Die sozialversicherungsrechtliche Einordnung von mitarbeitenden Familienangehörigen und Ehepartnern ist vermutlich schwieriger als bei allen anderen Personengruppen. Auf der einen Seite ist die Einordnung kompliziert, weil nicht immer ganz klar ist, ob ein Beschäftigungsverhältnis abhängig oder selbstständig ist. Für Familienangehörige und Ehepartner gibt es sogar den Sonderstatus der so genanten familienhaften Mitarbeit. Erschwerend kommt mitunter bei einer Beurteilung des Sozialversicherungsstatus außerdem hinzu, dass die steuerrechtliche und die sozialversicherungsrechtliche Einstufung von einander abweichen können. Dies kann zu geradezu bizarr anmutenden Konstellationen führen. So zum Beispiel in einem aktuellen Fall, über den das Finanzgericht Rheinland-Pfalz geurteilt hat.

Unterschiedliche steuer- und sozialversicherungsrechtliche Einstufung

In dem aktuellen Fall ging es um die Ehefrau eines Zahnarztes. Sie hatte in der Praxis ihres Mannes verschiedene organisatorische Aufgaben übernommen. Sie erledigte den Schriftverkehr, kümmerte sich um Verwaltung und Organisation der Praxis und war für die Abrechnung mit den Krankenkassen zuständig. In einem Statusfeststellungsverfahren der Clearingstelle der Deutschen Rentenversicherung Bund wurde ihr Sozialversicherungsfreiheit bestätigt. Dieser Einschätzung wollte sich auch das zuständige Finanzamt anschließen. Mit dem Ergebnis, dass die Ehefrau des Zahnarztes als Selbstständige Gewerbesteuern zahlen sollte, was nicht im Sinne der Betroffenen war. Sie zog vor Gericht – und bekam Recht.

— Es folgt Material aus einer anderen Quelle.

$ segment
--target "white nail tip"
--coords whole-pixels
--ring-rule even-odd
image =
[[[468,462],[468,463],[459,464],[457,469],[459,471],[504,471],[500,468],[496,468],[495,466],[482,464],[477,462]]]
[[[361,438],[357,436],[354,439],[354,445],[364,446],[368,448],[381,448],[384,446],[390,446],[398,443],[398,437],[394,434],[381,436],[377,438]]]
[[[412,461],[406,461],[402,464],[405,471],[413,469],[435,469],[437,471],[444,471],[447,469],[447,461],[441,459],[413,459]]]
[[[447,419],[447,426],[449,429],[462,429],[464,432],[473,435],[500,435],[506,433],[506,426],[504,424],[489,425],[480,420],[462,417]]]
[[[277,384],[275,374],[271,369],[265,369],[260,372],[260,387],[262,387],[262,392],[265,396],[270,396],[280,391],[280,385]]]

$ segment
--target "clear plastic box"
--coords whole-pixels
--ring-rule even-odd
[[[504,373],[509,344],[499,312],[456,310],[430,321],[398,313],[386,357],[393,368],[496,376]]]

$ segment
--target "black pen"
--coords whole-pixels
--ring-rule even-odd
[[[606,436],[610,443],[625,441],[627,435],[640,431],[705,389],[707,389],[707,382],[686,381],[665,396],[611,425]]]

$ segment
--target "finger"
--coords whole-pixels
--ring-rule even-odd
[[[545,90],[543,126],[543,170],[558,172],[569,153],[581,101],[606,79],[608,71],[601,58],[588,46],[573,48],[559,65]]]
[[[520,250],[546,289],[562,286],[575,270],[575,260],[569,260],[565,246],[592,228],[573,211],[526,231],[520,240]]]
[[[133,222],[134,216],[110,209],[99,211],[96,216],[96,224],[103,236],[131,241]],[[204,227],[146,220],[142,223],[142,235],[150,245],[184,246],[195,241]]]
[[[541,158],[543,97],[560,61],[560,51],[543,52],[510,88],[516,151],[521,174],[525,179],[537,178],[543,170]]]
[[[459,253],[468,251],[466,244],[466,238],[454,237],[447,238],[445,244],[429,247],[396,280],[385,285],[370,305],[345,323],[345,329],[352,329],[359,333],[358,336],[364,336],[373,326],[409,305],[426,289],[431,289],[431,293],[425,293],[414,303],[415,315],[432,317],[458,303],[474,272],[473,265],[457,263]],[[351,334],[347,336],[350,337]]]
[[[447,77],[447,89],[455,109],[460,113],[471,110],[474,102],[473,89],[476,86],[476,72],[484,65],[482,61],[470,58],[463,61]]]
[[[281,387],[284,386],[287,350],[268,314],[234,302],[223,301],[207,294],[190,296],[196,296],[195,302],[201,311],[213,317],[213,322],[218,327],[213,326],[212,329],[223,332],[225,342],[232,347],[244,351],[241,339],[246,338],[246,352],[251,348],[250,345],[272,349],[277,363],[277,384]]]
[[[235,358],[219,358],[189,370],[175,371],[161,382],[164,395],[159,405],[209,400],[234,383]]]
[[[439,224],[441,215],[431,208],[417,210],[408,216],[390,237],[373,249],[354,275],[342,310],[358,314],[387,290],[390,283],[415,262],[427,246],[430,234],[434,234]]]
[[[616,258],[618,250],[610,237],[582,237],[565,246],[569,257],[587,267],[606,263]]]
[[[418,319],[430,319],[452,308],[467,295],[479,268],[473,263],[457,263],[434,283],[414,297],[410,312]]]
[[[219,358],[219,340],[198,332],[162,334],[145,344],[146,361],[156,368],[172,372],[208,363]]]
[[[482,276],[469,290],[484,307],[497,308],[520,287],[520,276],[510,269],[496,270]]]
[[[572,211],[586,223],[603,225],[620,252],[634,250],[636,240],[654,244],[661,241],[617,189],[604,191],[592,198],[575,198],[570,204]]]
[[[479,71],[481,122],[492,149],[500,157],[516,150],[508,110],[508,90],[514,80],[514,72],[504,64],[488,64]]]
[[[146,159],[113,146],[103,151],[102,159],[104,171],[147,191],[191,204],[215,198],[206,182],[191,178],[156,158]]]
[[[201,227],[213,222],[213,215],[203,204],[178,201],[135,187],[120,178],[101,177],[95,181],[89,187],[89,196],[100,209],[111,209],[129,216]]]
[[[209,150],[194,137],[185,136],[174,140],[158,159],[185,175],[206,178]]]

Das Gericht stufte sie steuerrechtlich als Arbeitnehmerin in der Praxis ihres Mannes ein. Ihre Einkünfte stammten also aus einer nichtselbstständigen Tätigkeit. Damit war die Ehefrau sozialversicherungsfrei, weil sie sozialversicherungsrechtlich als nicht abhängig beschäftigt galt. Gleichzeitig war sie aber auch nicht gewerbesteuerpflichtig, weil sie im Sinne des Steuerrechts auch nicht selbstständig war. Die Einstufungen gingen also auseinander und führten zu dieser durchaus ungewöhnlichen Konstellation.